# Kimler Var > Kim Kimdir ? >  Murat Karayalçın Kimdir?

## ceyda

karayalcin2.jpg
1943 yılında Samsun'da doğan Karayalçın, ilk ve orta öğrenimini Ankara Mimar Kemal İlkokulu ve Ortaokulunda, Lise öğrenimini ise Ankara Gazi Lisesinde yapmıştır. ODTÜ'de 1963-1964 döneminde İngilizce hazırlık eğitimi gördü, 1964 yılında girdiği Ankara Üniversitesi Siyasal Bilgiler Fakültesi İktisat-Maliye Bölümünden 1968 yılında mezun oldu. 


DPT'de uzman yardımcısı ve uzman olarak çalıştı, İngiltere'de kalkınma ekonomisi üzerine lisans derecesi aldı. 1978 - 1979 yıllarında Köy İşleri Bakanlığında Müsteşar Yardımcılığı görevini yürüttü. 


Kent-Koop'un kurucuları arasında yer alan Karayalçın, Kent Koop'ta sırasıyla mali sekreterlik, genel sekreterlik ve 1981 yılından 1991 yılı Mayıs ayına kadar da Genel Başkanlık görevlerini üstlendi. 


Karayalçın, 1986-1987 yılları arasında Uluslararası İskan Konseyi Yönetim Kurulu üyeliği, kurulduğu tarih olan 1988 yılından 1993 yılı Eylül ayına kadar da kısa adı TÜRKKENT olan Türkiye Kent Kooperatifleri Merkez Birliği'nin Genel Başkanlığı görevlerini sürdürdü. 

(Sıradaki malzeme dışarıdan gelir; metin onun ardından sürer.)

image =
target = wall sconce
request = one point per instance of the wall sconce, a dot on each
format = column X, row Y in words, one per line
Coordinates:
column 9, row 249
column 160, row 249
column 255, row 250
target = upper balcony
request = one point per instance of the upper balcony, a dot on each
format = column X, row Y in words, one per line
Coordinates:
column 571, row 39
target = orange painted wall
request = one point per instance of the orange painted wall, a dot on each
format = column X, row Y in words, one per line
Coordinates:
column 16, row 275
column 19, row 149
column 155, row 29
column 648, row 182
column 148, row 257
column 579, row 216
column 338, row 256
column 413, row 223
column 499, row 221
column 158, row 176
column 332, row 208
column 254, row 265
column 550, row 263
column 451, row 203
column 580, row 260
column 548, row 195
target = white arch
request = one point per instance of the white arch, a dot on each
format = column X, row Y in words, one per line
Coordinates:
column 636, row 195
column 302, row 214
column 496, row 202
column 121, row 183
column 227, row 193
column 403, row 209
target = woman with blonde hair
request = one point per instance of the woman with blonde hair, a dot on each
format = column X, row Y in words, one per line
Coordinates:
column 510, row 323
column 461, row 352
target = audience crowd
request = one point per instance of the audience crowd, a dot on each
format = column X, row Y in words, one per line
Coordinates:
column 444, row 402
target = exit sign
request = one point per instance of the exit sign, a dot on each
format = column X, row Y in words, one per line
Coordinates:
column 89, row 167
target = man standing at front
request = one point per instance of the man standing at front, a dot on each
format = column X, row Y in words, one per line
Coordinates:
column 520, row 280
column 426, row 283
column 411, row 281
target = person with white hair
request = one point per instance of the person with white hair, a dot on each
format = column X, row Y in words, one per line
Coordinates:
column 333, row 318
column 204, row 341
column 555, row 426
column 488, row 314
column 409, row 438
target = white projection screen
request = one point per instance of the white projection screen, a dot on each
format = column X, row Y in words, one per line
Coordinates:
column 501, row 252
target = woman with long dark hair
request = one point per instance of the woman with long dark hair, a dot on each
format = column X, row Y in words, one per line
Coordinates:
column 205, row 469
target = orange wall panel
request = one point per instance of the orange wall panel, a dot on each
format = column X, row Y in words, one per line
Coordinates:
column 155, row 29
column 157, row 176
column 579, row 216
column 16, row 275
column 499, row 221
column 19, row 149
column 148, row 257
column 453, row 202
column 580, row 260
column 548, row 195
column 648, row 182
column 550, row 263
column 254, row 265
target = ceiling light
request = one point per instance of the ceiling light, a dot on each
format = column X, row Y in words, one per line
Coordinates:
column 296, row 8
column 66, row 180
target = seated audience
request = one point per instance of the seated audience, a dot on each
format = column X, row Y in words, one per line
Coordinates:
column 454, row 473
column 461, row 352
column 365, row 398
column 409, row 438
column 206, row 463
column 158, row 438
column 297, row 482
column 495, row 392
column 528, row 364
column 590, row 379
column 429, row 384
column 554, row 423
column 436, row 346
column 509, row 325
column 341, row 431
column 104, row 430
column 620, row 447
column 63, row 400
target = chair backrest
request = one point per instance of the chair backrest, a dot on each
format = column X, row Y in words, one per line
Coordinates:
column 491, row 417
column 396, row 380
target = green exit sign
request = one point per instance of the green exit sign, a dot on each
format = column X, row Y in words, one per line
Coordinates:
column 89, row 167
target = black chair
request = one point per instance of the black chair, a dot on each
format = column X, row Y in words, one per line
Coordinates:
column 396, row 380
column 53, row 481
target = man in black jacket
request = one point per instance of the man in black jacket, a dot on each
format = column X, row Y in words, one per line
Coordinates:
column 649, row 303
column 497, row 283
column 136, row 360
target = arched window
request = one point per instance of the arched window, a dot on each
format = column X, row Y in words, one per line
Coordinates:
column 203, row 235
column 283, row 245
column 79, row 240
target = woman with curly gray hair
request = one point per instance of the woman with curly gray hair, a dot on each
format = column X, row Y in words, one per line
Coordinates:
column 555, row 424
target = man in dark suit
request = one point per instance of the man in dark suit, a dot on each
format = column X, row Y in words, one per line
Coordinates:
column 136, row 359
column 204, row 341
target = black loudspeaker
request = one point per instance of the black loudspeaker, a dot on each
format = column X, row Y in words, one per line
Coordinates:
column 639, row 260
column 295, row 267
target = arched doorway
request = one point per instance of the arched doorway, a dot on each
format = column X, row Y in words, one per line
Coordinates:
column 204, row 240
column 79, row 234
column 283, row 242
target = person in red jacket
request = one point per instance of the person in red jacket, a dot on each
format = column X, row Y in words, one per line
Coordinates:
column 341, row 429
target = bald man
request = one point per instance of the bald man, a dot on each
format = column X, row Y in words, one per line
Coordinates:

1986 yılında İngiltere'de Dünya Konut Yılı Ödülünü alan Karayalçın, aynı yıl Nokta Dergisi tarafından yılın işadamı seçildi. 1987 ve 1991 yıllarında Türkiye'nin dış tanıtımına yaptığı katkılar nedeniyle TÜTAV ödülüne, 1993 yılında Fransız Hükümeti tarafından Legion d'honneur nişanına layık görüldü. 


26 Mart 1989 tarihinde yapılan yerel seçimlere önseçimi kazanarak Sosyal Demokrat Halkçı Parti'nin Ankara Büyükşehir Belediye Başkanı adayı olarak giren Karayalçın, seçildiği bu görevini Eylül 1993 tarihine kadar sürdürdü. 


Karayalçın Sosyal Demokrat Halkçı Parti'nin 11-12 Eylül 1993 tarihinde yapılan 4. Olağan Kurultayında Genel Başkan seçildi, T.C. 50. Hükümetinde Başbakan Yardımcısı, Devlet Bakanı ve Dışişleri Bakanı olarak 1994 - 1995 tarihleri arasında görev yaptı. 

18 Nisan 1999'da yapılan yerel seçimlerde Ankara Büyükşehir Belediye Başkanlığı'na adaylığını koydu fakat kazanamadı. Haziran 1999'da CHP kurultayında başkanlığa adaylığını koydu fakat burada da başarısız oldu. Daha sonra CHP'den istifa etti ve Fikri Sağlar ile birlikte Solda yeni bir oluşum için yola koyuldu. Mayıs 2002'de SHP adında yeni bir parti kurdu.

----------